Betsi Cadwaladr Health Board
Image caption The health board admitted that some of the patient's care was below standard

A troubled health board has been told to improve its patient record keeping and hospital discharges by a watchdog.

Betsi Cadwaladr is to be reported to NHS inspectors after the Public Services Ombudsman found a series of failings in patient care.

Two hospitals failed in the care of a patient with Parkinson's Disease.

The board has admitted below standard care but ombudsman Peter Tyndall said the board's "sheer sequence of similar failings" was a major concern.

Mr Tyndall has conducted five similar inquires connected with Betsi in the last year.

"We've certainly issued a series of reports about this issue at Betsi," he told BBC Radio Wales.

"I'm not saying that it's isolated to them because we've issued similar reports elsewhere.
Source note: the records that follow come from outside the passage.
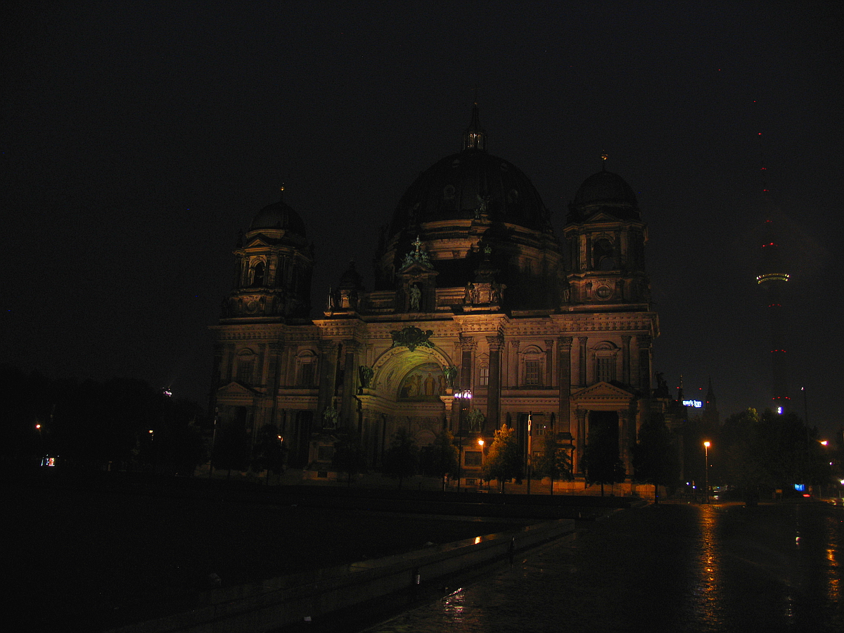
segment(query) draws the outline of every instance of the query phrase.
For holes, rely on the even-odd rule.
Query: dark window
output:
[[[526,385],[538,385],[539,384],[539,361],[538,360],[526,360],[525,361],[525,384]]]
[[[258,262],[255,264],[252,285],[262,286],[264,284],[264,270],[263,262]]]
[[[465,456],[463,463],[466,466],[480,466],[480,463],[483,460],[482,454],[480,451],[467,451],[463,453]]]

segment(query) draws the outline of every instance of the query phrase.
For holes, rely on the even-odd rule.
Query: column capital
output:
[[[473,352],[478,347],[478,341],[475,340],[474,337],[461,334],[460,339],[457,341],[457,347],[466,352]]]
[[[322,354],[329,354],[337,349],[337,341],[323,339],[316,344],[316,347]]]

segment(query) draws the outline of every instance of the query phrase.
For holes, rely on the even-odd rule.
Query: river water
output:
[[[615,513],[368,633],[844,631],[844,508]]]

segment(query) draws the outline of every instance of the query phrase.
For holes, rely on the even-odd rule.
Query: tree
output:
[[[334,442],[334,455],[331,463],[334,468],[348,475],[346,483],[351,485],[352,478],[366,468],[364,451],[356,435],[346,433],[340,436]]]
[[[398,490],[405,477],[413,477],[419,469],[419,449],[416,440],[407,429],[400,428],[392,436],[390,447],[384,452],[381,469],[385,474],[398,478]]]
[[[269,484],[269,472],[276,475],[284,472],[284,448],[281,436],[275,425],[264,425],[258,430],[255,446],[252,446],[252,469],[267,471],[267,484]]]
[[[427,475],[436,476],[442,481],[442,490],[446,490],[446,478],[457,471],[459,451],[454,446],[454,436],[450,430],[443,430],[434,438],[430,446],[422,449],[419,465]]]
[[[246,470],[248,468],[249,436],[242,420],[230,420],[222,425],[211,458],[214,468],[228,471],[226,479],[231,478],[232,470]]]
[[[633,471],[637,480],[653,484],[654,503],[659,503],[659,486],[672,486],[679,479],[677,446],[661,415],[652,415],[639,429],[633,446]]]
[[[543,436],[543,452],[537,458],[533,472],[539,477],[548,477],[551,479],[551,494],[554,494],[555,479],[571,481],[574,474],[571,472],[571,454],[568,449],[560,446],[558,435],[546,433]]]
[[[484,461],[482,476],[486,481],[497,479],[499,489],[504,492],[505,481],[522,477],[522,465],[516,434],[506,425],[501,425]]]
[[[625,464],[619,455],[619,440],[609,425],[590,425],[589,437],[583,452],[586,480],[601,484],[615,484],[625,480]]]

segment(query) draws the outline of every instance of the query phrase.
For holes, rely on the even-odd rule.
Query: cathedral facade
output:
[[[633,190],[606,170],[576,192],[560,239],[530,180],[487,152],[475,107],[462,150],[383,228],[374,287],[349,265],[320,318],[301,217],[283,201],[255,216],[212,327],[217,424],[252,436],[274,425],[289,464],[310,471],[327,468],[341,430],[377,468],[398,429],[420,446],[447,429],[469,478],[479,440],[504,424],[526,457],[556,434],[576,473],[601,425],[630,473],[658,335],[647,241]]]

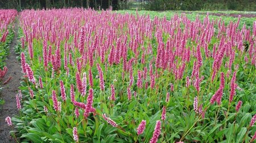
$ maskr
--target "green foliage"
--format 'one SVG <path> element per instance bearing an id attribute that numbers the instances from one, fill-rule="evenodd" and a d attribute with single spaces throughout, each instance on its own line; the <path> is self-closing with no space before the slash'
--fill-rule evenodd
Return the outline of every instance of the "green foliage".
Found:
<path id="1" fill-rule="evenodd" d="M 138 12 L 142 14 L 143 12 Z M 174 14 L 168 12 L 147 12 L 150 14 L 151 18 L 158 14 L 164 17 L 165 14 L 168 14 L 168 15 L 165 17 L 168 19 Z M 188 15 L 189 19 L 195 20 L 196 14 Z M 201 15 L 199 18 L 200 20 L 203 18 Z M 209 16 L 209 18 L 215 19 L 216 17 Z M 229 20 L 234 21 L 237 20 L 236 19 L 229 17 L 223 18 L 226 23 L 229 22 Z M 246 20 L 241 19 L 241 21 L 243 20 Z M 253 21 L 251 19 L 249 20 Z M 249 22 L 246 24 L 251 23 Z M 181 24 L 181 27 L 184 28 L 184 25 Z M 127 27 L 123 28 L 125 31 L 127 30 Z M 19 31 L 19 35 L 22 36 L 22 30 L 20 29 Z M 152 34 L 155 35 L 155 33 Z M 163 41 L 164 42 L 166 42 L 168 38 L 168 34 L 163 33 Z M 73 38 L 72 37 L 68 41 L 72 42 Z M 212 50 L 213 44 L 220 42 L 220 40 L 213 37 L 211 40 L 209 49 Z M 158 44 L 155 37 L 152 39 L 145 37 L 144 41 L 143 46 L 145 47 L 147 47 L 150 44 L 153 46 L 153 54 L 148 55 L 145 58 L 147 61 L 150 61 L 156 54 Z M 193 110 L 194 97 L 199 96 L 199 93 L 197 94 L 196 90 L 192 85 L 185 86 L 185 76 L 182 77 L 181 80 L 177 80 L 171 72 L 155 69 L 156 72 L 161 72 L 161 76 L 156 80 L 156 86 L 158 88 L 139 89 L 137 86 L 133 86 L 131 89 L 132 93 L 134 94 L 136 91 L 137 97 L 133 96 L 131 100 L 128 100 L 126 88 L 129 83 L 129 73 L 125 72 L 122 77 L 121 72 L 123 70 L 122 64 L 109 66 L 106 70 L 105 65 L 101 64 L 100 66 L 104 71 L 106 88 L 104 91 L 100 90 L 99 80 L 96 78 L 98 74 L 97 69 L 95 66 L 93 66 L 91 68 L 94 84 L 93 106 L 96 109 L 97 114 L 90 114 L 87 119 L 85 119 L 82 109 L 79 110 L 80 115 L 78 118 L 75 117 L 75 107 L 70 99 L 71 85 L 76 85 L 74 76 L 77 71 L 76 67 L 69 64 L 69 75 L 67 75 L 66 71 L 63 68 L 64 59 L 61 58 L 62 66 L 60 72 L 55 73 L 54 77 L 51 77 L 52 64 L 49 63 L 47 70 L 46 70 L 43 62 L 39 59 L 39 57 L 42 58 L 43 55 L 42 39 L 34 39 L 32 44 L 35 58 L 31 60 L 29 59 L 27 43 L 26 44 L 25 49 L 20 48 L 20 42 L 18 42 L 19 45 L 16 46 L 16 52 L 24 52 L 28 63 L 32 63 L 31 66 L 36 80 L 38 81 L 40 76 L 44 86 L 42 89 L 36 88 L 35 85 L 28 82 L 27 79 L 24 78 L 19 87 L 23 95 L 22 101 L 23 108 L 19 111 L 20 115 L 13 118 L 12 120 L 15 124 L 15 129 L 18 131 L 16 135 L 20 137 L 20 140 L 24 142 L 74 142 L 72 132 L 74 127 L 77 127 L 79 140 L 82 141 L 82 142 L 148 142 L 152 137 L 155 123 L 161 118 L 163 106 L 167 107 L 166 119 L 162 121 L 160 137 L 158 142 L 174 142 L 180 140 L 185 142 L 241 142 L 243 139 L 246 142 L 249 142 L 251 139 L 250 135 L 256 131 L 255 125 L 250 128 L 250 131 L 248 127 L 252 116 L 256 112 L 256 77 L 254 76 L 256 73 L 256 70 L 254 66 L 246 63 L 243 60 L 245 56 L 248 55 L 248 53 L 240 53 L 236 47 L 234 47 L 237 54 L 234 63 L 240 64 L 239 68 L 237 69 L 238 72 L 237 83 L 242 90 L 236 90 L 237 95 L 234 97 L 234 102 L 231 102 L 230 105 L 228 102 L 228 95 L 230 93 L 229 85 L 232 77 L 225 77 L 226 83 L 221 105 L 210 105 L 209 103 L 209 99 L 220 85 L 220 77 L 218 75 L 213 82 L 207 80 L 210 79 L 213 58 L 207 58 L 203 54 L 204 62 L 200 72 L 203 73 L 207 80 L 203 80 L 200 86 L 199 96 L 201 99 L 199 102 L 203 103 L 203 109 L 206 110 L 204 118 Z M 53 49 L 56 48 L 55 44 L 50 42 L 48 44 L 52 46 Z M 62 58 L 64 57 L 64 42 L 61 41 L 60 46 Z M 192 48 L 195 46 L 195 41 L 189 41 L 185 48 Z M 72 58 L 75 59 L 81 56 L 77 48 L 71 51 Z M 138 61 L 142 60 L 143 52 L 143 51 L 140 50 L 138 53 Z M 134 56 L 131 50 L 128 51 L 127 55 L 129 59 Z M 184 72 L 185 75 L 192 72 L 193 62 L 195 60 L 195 57 L 193 58 L 193 60 L 191 60 L 186 64 Z M 98 62 L 100 60 L 99 59 L 95 60 Z M 228 61 L 228 58 L 226 57 L 223 63 Z M 148 68 L 149 66 L 148 62 L 144 64 L 139 62 L 135 64 L 133 67 L 135 77 L 137 75 L 138 71 L 142 67 Z M 90 67 L 87 64 L 83 68 L 83 71 L 88 72 Z M 234 66 L 232 68 L 234 70 Z M 228 72 L 228 69 L 225 68 L 224 64 L 221 65 L 220 70 L 225 74 Z M 118 81 L 114 81 L 115 80 Z M 53 108 L 52 90 L 56 91 L 58 101 L 61 101 L 60 80 L 63 80 L 64 83 L 68 98 L 65 102 L 62 102 L 61 111 L 56 112 Z M 144 85 L 150 79 L 147 77 L 143 80 L 143 84 Z M 168 84 L 170 83 L 175 85 L 174 91 L 170 89 Z M 117 100 L 114 102 L 111 102 L 108 98 L 111 95 L 111 84 L 113 84 L 115 88 Z M 89 86 L 88 86 L 89 89 Z M 34 91 L 34 98 L 30 96 L 30 89 Z M 166 102 L 166 95 L 168 92 L 170 93 L 170 99 L 168 102 Z M 82 97 L 77 89 L 75 89 L 75 97 L 77 101 L 85 102 L 87 95 Z M 243 103 L 240 110 L 237 112 L 235 107 L 237 101 L 239 100 L 242 101 Z M 47 112 L 44 110 L 44 107 L 48 109 Z M 103 113 L 106 113 L 118 124 L 118 127 L 113 127 L 108 124 L 102 118 L 101 115 Z M 142 119 L 146 120 L 146 129 L 142 135 L 138 136 L 136 128 Z"/>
But it was just the sheer sequence of similar failings that caused us concern."

Last month the Betsi Cadwaladr University Health Board accepted a highly critical report into its mismanagement by Healthcare Inspectorate Wales (HIW) and the Wales Audit Office (WAO).

In the latest incident a patient known as Mr Q was admitted to Glan Clwyd Hospital in Denbighshire in May 2011. But his records had not been properly completed, meaning it was unclear whether he had received any of his medication.

Later that month at the Wrexham Maelor Hospital, Mr Tyndall's report said records failed to fully reflect Mr Q's anxious and difficult behaviour and the actions taken by staff, resulting in Mr Q being discharged without an assessment.

Mr Tyndall found records of his medication had not been completed and it was "impossible to say" whether he had received any of his Parkinson's disease medicine.

'Consistently follow through'

Asked what he was going to do, Mr Tyndall said: "As you know there are major changes afoot at Betsi Cadwaladr and from our perspective the jury's out really.

"We'll be watching carefully to see whether we continue to get complaints along these lines or whether they're taking effective measures to deal with them. We think they need to be sampling case records sufficiently regularly to reassure themselves that things are being done properly on the wards.

"The point I've made consistently is its fine we issue a report{and} they take some action.

"But they need to consistently follow through on those actions to make sure that the actions continue, that they happen across the health board and not just in the area where the concerns have arisen and that they're effective."

Following the pattern of similar complaints, he decided to make his latest report public and said it was "appropriate" to bring it to the attention of HIW.

He recommended the health board apologise to the patient and his wife and pay them £750 in compensation.

Angela Hopkins, executive director of nursing, midwifery and patient services for the health board, said: "We have received the ombudsman's report and we recognise that some of the care we gave was below the standard that should have been provided.

"We have apologised directly to the family and I would again like to say how sorry we are for the distress and concern we caused.

"We fully accept the recommendations in the report and we have already taken action on many of the issues that are raised."

"Last year we introduced a new and improved discharge protocol and set up sessions for staff to meet and discuss the new arrangements to make sure everyone was clear on how it should be used."